The Good, The Bad, & ‘Ryan Reynolds Crossed With A Shar-Pei’: A Deadpool 2 Review Roundup!

Funnier than the original! Less funny than the original! More heart! Less!

Critics sure are divided on Deadpool 2, but one thing they seem to agree on?

No, not Ryan Reynolds‘ cheekbones… though, y’know, probably also that…

Video: Ryan Reynolds Sang Tomorrow As A Masked Unicorn On A South Korean Reality Show

No, we mean if you LOVED the original, you’ll probably love this one — and if you hated it, you will definitely hate the sequel.

Get a better SPOILER FREE idea what we mean (below):

Andrew Barker, Variety: “In almost every respect, this sequel is an improvement on its 2016 predecessor: Sharper, grosser, more narratively coherent and funnier overall, with a few welcome new additions.

Michael O’Sullivan, The Washington Post: “It is a fairly brilliant sendup of comic-book action movies, as well as also being an excellent example of one.”

Bruce Demara, The Toronto Star: “Seriously subversive, seriously funny, seriously profane, occasionally even serious, Deadpool 2 is the best kind of cinematic entertainment. Seriously.”

Brian Truitt, USA Today: “Where it surprises – and why it works so well – is how it balances an actually touching undercurrent alongside superhero subversiveness.”

Kate Erbland, IndieWire: “Deadpool had a sense of humor about itself, but its sequel finds a way to make those jokes truly funny. Still, it’s rough going at first. The first act rips by at a frenetic, uneven pace… By the time the film settles into its primary storyline, the narrative suffers from a certain amount of whiplash, and it’s only after about another 20 minutes that the audience has some sense of where the hell this is going.”

Alonso Duralde, The Wrap: “Does Deadpool 2 pick up its predecessor’s baton and run off to new and exciting places? Not really. Is it as tasty as leftovers on the second day? Absolutely. Temper your expectations accordingly.”

Jen Yamato, The Los Angeles Times: “It’s not easy to capture lightning in a bottle twice, and it’s even harder to push boundaries when you’re playing it safe.

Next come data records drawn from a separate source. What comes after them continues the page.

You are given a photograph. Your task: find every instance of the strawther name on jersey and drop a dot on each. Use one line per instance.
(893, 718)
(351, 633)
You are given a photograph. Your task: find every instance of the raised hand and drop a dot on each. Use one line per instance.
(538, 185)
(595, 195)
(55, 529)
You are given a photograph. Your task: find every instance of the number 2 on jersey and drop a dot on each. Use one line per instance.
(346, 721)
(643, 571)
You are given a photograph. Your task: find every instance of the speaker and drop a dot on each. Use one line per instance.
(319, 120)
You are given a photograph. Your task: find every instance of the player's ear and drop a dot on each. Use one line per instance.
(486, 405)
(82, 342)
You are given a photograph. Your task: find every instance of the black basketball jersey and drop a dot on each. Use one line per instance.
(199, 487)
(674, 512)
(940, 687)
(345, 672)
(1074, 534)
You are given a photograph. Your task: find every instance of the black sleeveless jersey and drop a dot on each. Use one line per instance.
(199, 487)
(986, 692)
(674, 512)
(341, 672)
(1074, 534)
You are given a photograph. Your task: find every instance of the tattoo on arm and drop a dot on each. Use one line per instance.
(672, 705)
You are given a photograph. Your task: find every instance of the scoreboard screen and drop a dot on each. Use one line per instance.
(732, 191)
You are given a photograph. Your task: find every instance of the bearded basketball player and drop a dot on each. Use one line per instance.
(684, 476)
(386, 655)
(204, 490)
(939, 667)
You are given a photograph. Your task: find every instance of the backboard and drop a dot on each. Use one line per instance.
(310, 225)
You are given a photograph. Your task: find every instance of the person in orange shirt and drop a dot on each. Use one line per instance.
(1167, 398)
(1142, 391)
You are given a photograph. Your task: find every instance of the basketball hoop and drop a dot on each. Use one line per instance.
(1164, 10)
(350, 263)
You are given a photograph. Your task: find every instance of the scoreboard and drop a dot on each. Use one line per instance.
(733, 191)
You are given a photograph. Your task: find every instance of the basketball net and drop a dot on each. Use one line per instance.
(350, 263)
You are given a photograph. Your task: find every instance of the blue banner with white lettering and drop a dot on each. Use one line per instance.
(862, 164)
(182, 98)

In Deadpool 2, the manic antics fly fast, but the franchise loses its edge as wise-cracking antihero Deadpool goes dadcore, attempting to infuse standard-issue four-quadrant studio blockbuster beats into what was once a revolutionary R-rated premise.”

Leah Greenblatt, Entertainment Weekly: “It’s in Deadpool‘s DNA to channel the wild id of a 12-year-old boy — a very clever one who happens to love boobs, Enya, and blowing stuff up. Which is dizzy fun for a while, like eating Twinkies on a Gravitron. Eventually, though, it just wears you out.”

David Edelstein, Vulture: “We’ve reached superhero saturation point, and Deadpool 2 is less a satire of that condition than a symptom of it. It has zero suspense — it’s too hip, too meta, for suspense.”

Glen Weldon, NPR: “It’s Family Guy: The Movie. Or, technically I suppose, it’s Family Guy 2: Here Are Some More Mentions Of Other, Tangentially Related Things You Recognize And Like.”

Mara Reinstein, UsWeekly: “Deadpool 2 will merely keep company amid all the other underwhelming sequels with bigger budgets and half the entertainment value.”